Teofórico: Un nombre teofórico o nombre teóforo (del griego antiguo ϑ εοϕ όρος, compuesto de ϑ εο- "deidad" y -ϕ όρος "portador"), 'portador de la deidad') es un nombre propio que
contiene el nombre de un dios o divinidad, tanto para servir de difusión para el nombre sacro,
como para invocar la protección del mismo para la persona que lo lleva. Los nombres teóforos eran muy comunes ya en Mesopotamia y Antiguo Oriente Próximo, donde el nombre de la persona incluía el nombre del dios en que confiaba. Esta práctica, denominada en onomástica teoforía se refiere a añadir un nombre de dios (o su nombre local equivalente) al nombre propio de la persona.

Según el comienzo de los apellidos

Las diversas combinaciones de los apellidos con una preposición o un artículo presentan una distribución a veces delimitada y clara. El más común de los prefijos es el siciliano In, que que quiere decir “perteneciente a la familia de” y puede preceder a un nombre personal, a  un  toponimo,  etc.  Algunos  ejemplos:  Incalcaterra,  Incarbone, Ingallina, Indelicato, Infruttuoso, Incaprera, Incorvaia, Inserra, Ingastone, Ingrassia (Grassia del español: García).
Dal es típico del área veneto-friulana; Da del área trentina y altoveneta; formas con De/Di son panitalianos, pero tienen particular relevancia, en Abruzzo.
Los apellidos precedidos por un artículo son decididamente meridionales, sobre todo de Sicilia, Puglia y Campania. Por ejemplo: en Sicilia es exclusiva la forma Li + nombre (Licalzi, Li Muli, Li Noce).
De Puglia es la presencia de los artículos lo / la delante  de  un patronímico (Lo Mauro), o bien de un nombre de profesión o tarea (Lo Console, Lo Mastro), de un sobrenombre (Lobianco), o de un étnico (Logreco) o de un topónimo (Lotito).Los apellidos preposicionales (es decir formados por una preposición más un apellido) son muy comunes en el centro y sur de Italia y se encuentran masivamente en Abruzzo. Ejemplo: Di + Francesco, Pietro, Giuseppe, Marco, Sabatino, Felice, Giovanni, Gregorio, Egidio.

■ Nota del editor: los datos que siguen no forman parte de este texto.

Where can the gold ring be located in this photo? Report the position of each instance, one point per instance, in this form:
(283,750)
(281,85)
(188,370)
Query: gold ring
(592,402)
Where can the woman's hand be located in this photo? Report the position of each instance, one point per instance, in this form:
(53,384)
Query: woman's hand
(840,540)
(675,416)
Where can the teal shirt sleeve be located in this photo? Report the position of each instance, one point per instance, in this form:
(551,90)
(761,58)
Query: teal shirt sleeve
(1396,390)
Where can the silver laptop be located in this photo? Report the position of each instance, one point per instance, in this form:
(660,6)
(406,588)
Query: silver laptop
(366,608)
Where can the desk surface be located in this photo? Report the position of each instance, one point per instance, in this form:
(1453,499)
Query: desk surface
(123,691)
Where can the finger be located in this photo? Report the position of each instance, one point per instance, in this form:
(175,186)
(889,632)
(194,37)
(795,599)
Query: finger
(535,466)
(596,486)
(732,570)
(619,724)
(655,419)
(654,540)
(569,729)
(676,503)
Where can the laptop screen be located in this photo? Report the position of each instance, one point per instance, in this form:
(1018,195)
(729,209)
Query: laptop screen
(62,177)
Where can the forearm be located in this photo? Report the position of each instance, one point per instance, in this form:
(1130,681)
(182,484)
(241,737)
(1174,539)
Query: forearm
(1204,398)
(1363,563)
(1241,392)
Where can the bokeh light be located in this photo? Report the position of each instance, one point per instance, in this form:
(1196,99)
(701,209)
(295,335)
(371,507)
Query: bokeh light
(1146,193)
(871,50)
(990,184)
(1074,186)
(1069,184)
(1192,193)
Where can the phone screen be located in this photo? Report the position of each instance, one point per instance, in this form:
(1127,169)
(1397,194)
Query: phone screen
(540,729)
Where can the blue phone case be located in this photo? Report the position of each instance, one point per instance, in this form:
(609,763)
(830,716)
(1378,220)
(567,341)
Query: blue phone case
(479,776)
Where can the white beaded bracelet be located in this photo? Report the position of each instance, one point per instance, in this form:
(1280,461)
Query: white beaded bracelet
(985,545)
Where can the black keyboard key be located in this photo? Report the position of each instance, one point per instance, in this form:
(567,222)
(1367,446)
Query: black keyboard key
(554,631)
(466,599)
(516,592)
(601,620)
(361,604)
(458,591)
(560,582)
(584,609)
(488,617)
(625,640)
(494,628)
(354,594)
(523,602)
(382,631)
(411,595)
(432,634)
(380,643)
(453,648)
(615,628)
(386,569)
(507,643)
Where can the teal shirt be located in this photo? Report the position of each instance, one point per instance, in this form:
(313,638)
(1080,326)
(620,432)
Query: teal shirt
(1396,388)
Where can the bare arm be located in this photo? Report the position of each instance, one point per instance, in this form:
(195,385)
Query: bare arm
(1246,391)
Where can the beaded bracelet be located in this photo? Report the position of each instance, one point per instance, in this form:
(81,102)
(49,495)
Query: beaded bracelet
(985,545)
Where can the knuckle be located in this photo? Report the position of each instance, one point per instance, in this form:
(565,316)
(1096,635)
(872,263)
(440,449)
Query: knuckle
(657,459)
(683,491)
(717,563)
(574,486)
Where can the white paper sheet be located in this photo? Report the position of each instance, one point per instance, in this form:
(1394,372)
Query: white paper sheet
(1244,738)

Los apellidos en plural y singular

    • En el centro y norte de Italia prevalecen las formas pluralizadas (terminación en i ) con excepciones parciales en el Piemonte, Liguria y Veneto). La mayoría de los apellidos de la Lombardía, por ejemplo, terminan en i. En el sur de Italia prevalecen las formas singulares. Por ejemplo: las formas Ferrari, Bianchi, Bruni, Conti, Galli, Macini, Lombardi, Leoni, son típicas del Norte o del Centro, mientras que en Italia Meridional los encontramos en singular (terminados en o): Ferraro, Bianco, Bruno, Conte, Gallo, Macino, Lombardo, Leona.
      Los apellidos cuyo plural termina en s son, en su mayoría, de origen sardo (de Cerdeña). Algunos ejemplos: Cabras (capre  en  italiano), Cannas (canne = perros), Marras (denti: incisivos grandes), Piras (pere: peras ).